C’est l’une des raisons majeures pour lesquelles les Républicains ont ardemment cherché à faire revenir les questions raciales et la Loi et L’ordre (Law & Order) que le chef de la Maison blanche utilise (en mots codés) pour mobiliser les membres de l’extrême droite qui lui sont fidèles. Ce discours lui sert également à inquiéter les classes moyennes. Depuis l’Administration Nixon dans les années 70, les Républicains ont toujours utilisé les sujets qui divisent. Manière de dire aux Blancs des zones rurales que « leur Amérique » est menacée par les Démocrates qui sont présentés comme les représentants de l’extrême gauche dangereuse.

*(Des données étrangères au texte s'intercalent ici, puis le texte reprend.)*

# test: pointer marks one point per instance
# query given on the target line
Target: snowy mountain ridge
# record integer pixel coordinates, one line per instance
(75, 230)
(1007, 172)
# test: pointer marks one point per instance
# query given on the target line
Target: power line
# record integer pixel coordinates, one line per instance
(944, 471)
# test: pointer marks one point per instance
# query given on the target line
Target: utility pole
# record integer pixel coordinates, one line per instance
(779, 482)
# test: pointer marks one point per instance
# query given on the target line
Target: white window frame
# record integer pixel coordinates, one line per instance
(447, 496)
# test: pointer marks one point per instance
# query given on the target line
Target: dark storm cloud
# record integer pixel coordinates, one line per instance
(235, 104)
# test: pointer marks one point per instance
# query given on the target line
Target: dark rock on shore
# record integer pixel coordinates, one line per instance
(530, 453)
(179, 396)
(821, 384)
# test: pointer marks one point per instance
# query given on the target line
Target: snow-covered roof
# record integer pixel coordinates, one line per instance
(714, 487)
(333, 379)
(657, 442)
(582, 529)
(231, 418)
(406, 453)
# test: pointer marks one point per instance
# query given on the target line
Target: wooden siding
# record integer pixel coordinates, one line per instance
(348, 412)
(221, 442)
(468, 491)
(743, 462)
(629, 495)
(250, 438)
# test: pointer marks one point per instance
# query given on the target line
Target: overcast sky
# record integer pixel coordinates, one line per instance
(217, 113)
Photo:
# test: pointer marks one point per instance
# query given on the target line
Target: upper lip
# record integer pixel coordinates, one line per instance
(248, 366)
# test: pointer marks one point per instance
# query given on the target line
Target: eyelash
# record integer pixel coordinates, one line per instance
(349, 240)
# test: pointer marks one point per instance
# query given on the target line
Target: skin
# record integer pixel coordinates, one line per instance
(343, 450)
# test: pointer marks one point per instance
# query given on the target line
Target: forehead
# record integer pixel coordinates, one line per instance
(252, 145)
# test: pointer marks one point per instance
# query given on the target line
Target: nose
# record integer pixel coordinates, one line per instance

Apparemment, le discours ne semble pas prendre, selon les résultats des enquêtes d’opinion. Donald Trump essaie aussi de faire de l’économie son cheval de bataille. Il est vrai que dans ce domaine les Américains avaient fini d’accepter que l’occupant du Bureau ovale était meilleur gestionnaire que le candidat démocrate. Et la pandémie est venue créer une crise économique sans précédent. Depuis le mois de mars, le taux de chômage varie entre 7 à 10% ? Il est à son niveau le plus élevé depuis 2008.
COUR SUPREME
C’est ce tableau qui constituait la trame de cette compétition électorale pour le scrutin du 3 novembre prochain. Il est subitement altéré depuis la mort d’une juge de la Cour Suprême fédérale Ruth Bader Ginsburg, survenue vendredi dernier. Le remplacement de cette juriste, adulée par la grande majorité des femmes américaines, est d’une grande importance pour les deux camps en compétition. Cette cour composée de neuf membres inamovibles et à vie, détermine l’avenir de toutes les questions cruciales de la vie aux Etats-Unis d’Amérique. Une décision de la majorité de ces neuf juges n’est susceptible d’aucun recours. C’est le président américain qui désigne les juges fédéraux et le Sénat valide les nominations.
La bataille est déclenchée avec une intensité presque violente. Si le candidat républicain qui est encore aux affaires arrive à faire passer un nouveau juge, la composition idéologique de cette institution sera profondément modifiée pour les 50 prochaines années. Le Sénat, comme la Maison Blanche, sont aux mains des Républicains. Donc techniquement, le leader des Républicains aura la possibilité de choisir et de faire valider son choix par le Sénat afin d’éviter que Biden soit le vainqueur de l’élection, qui décide du profil idéologique du nouveau juge. D’autant plus que Mitch McConnell, le patron des Républicains à la chambre haute, a déjà déclaré que si le Président lui envoie un candidat il ferrait voter cette chambre pour faire occuper cette position du neuvième juge de la cour. Mais ce qui rend la tâche difficile pour Trump et ses partisans est un précédent très récent.
En 2016, à 10 mois de l’élection qui opposait Donald Trump à Hillary Clinton, Mitch McConnell avait dénié le droit à Barack Obama de nommer un nouveau juge arguant que les Américains étaient sur le point d’élire un nouveau président. Obama devait donc laisser au futur élu la possibilité de nommer un nouveau juge. La position du chef du Sénat est encore plus compliquée par le fait que certains membres de son camp qui sont dans des compétions locales très difficiles déclarent qu’ils ne sont pas prêts à voter pour un nouveau juge, avant l’installation du vainqueur de l’élection à venir.
Ces Sénateurs qui résistent à l’appel de Mc Connell sont au moins au nombre de quatre et la majorité républicaine dans la chambre est simplement de 52 contre 48 Démocrates. Avec une défection de quatre membres de cette majorité, il sera impossible de réaliser les vœux de la droite de créer une majorité idéologiquement de tendance conservatrice.. L’autre étape critique qui pourrait chambouler les prévisions électorales est la série de trois débats qui opposeront Trump à Biden et dont le premierface à face est prévu le 29 septembre prochain.